Things we have tried:
- Replacing the CPE router with a different type of hardware
- Rebuilding the CPE router config from scratch
- Replacing the ONT
- Manually sending other broadcast traffic during the outages
Some additional details:
- Sonic's DHCP server does not respond at all to unicast DHCPREQUESTs to refresh the lease. Ever. This seems odd.
- Because the lease time is 6 hours, the outages last less than 6 hours. But they're often 4 or 5 hours, which is of course unacceptable.
- IPv6 traffic is unaffected; NDP packets continue to work as expected. It's just ARP that fails.
- IPv4 inbound traffic continues, but since our router's ARP cache entry has expired and ARP requests receive no replies, our router cannot send responses. We also can't initiate any outbound connections. The IPv4 link is effectively down.

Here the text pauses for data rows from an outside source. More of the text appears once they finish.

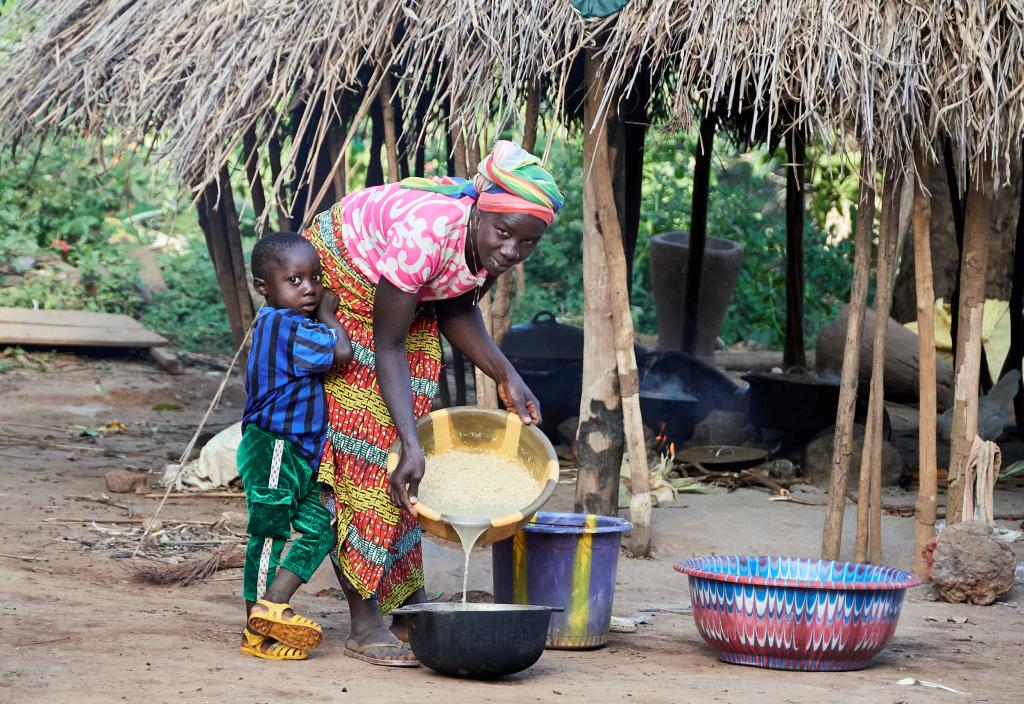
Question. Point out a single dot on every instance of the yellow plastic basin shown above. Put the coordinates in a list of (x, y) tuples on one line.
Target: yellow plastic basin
[(485, 431)]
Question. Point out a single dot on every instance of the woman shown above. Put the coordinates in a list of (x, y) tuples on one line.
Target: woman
[(408, 260)]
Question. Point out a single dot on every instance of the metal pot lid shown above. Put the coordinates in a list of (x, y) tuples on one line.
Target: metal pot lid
[(722, 454), (544, 338)]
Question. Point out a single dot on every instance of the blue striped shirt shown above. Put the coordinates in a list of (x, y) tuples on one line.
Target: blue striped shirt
[(283, 379)]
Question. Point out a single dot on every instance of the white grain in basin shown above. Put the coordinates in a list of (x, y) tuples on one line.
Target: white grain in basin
[(461, 483)]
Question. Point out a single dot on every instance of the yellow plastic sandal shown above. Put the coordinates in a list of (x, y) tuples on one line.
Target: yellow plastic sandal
[(276, 651), (297, 631)]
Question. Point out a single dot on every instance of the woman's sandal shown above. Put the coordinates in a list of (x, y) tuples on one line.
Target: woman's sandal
[(297, 631), (354, 650), (275, 651)]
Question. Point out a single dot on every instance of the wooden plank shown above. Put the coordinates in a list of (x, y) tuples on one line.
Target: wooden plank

- There are no interface errors on the CPE router <-> ONT ethernet link.
Code: Select all
...
09:06:22.245883 ARP, Request who-has 192-184-176-1.fiber.dynamic.sonic.net tell 192-184-177-68.fiber.dynamic.sonic.net, length 28
09:06:23.276791 ARP, Request who-has 192-184-176-1.fiber.dynamic.sonic.net tell 192-184-177-68.fiber.dynamic.sonic.net, length 28
09:06:24.293870 ARP, Request who-has 192-184-176-1.fiber.dynamic.sonic.net tell 192-184-177-68.fiber.dynamic.sonic.net, length 28
09:06:25.318874 ARP, Request who-has 192-184-176-1.fiber.dynamic.sonic.net tell 192-184-177-68.fiber.dynamic.sonic.net, length 28
-- typed `renew dhcp int eth9` here --
09:06:26.357816 ARP, Request who-has 192-184-176-1.fiber.dynamic.sonic.net tell 192-184-177-68.fiber.dynamic.sonic.net, length 28
09:06:27.337164 IP 0.0.0.0.bootpc > 255.255.255.255.bootps: BOOTP/DHCP, Request from 20:7c:14:f5:90:59 (oui Unknown), length 300
09:06:27.529024 IP bng1.snfcca05.sonic.net.bootps > 192-184-177-68.fiber.dynamic.sonic.net.bootpc: BOOTP/DHCP, Reply, length 548
09:06:27.529205 IP 0.0.0.0.bootpc > 255.255.255.255.bootps: BOOTP/DHCP, Request from 20:7c:14:f5:90:59 (oui Unknown), length 300
09:06:27.553513 IP bng1.snfcca05.sonic.net.bootps > 192-184-177-68.fiber.dynamic.sonic.net.bootpc: BOOTP/DHCP, Reply, length 548
09:06:27.566775 ARP, Reply 192-184-176-1.fiber.dynamic.sonic.net is-at b4:f9:5d:35:2e:3c (oui Unknown), length 50
09:06:28.328917 ARP, Request who-has 192-184-176-1.fiber.dynamic.sonic.net tell 192-184-177-68.fiber.dynamic.sonic.net, length 28
09:06:28.333337 ARP, Reply 192-184-176-1.fiber.dynamic.sonic.net is-at b4:f9:5d:35:2e:3c (oui Unknown), length 50
Also, why is this not causing massive problems for all Sonic customers? I'm not the only one seeing this, though: viewtopic.php?t=18064
Our CPE router is running a Linux-based routing OS, VyOS. This same hardware is currently working just fine with an AT&T connection and has no problems with Comcast, either. We've had no issues running in a data center connected to Hurricane Electric, as well. I've never seen a problem like this in any other installation.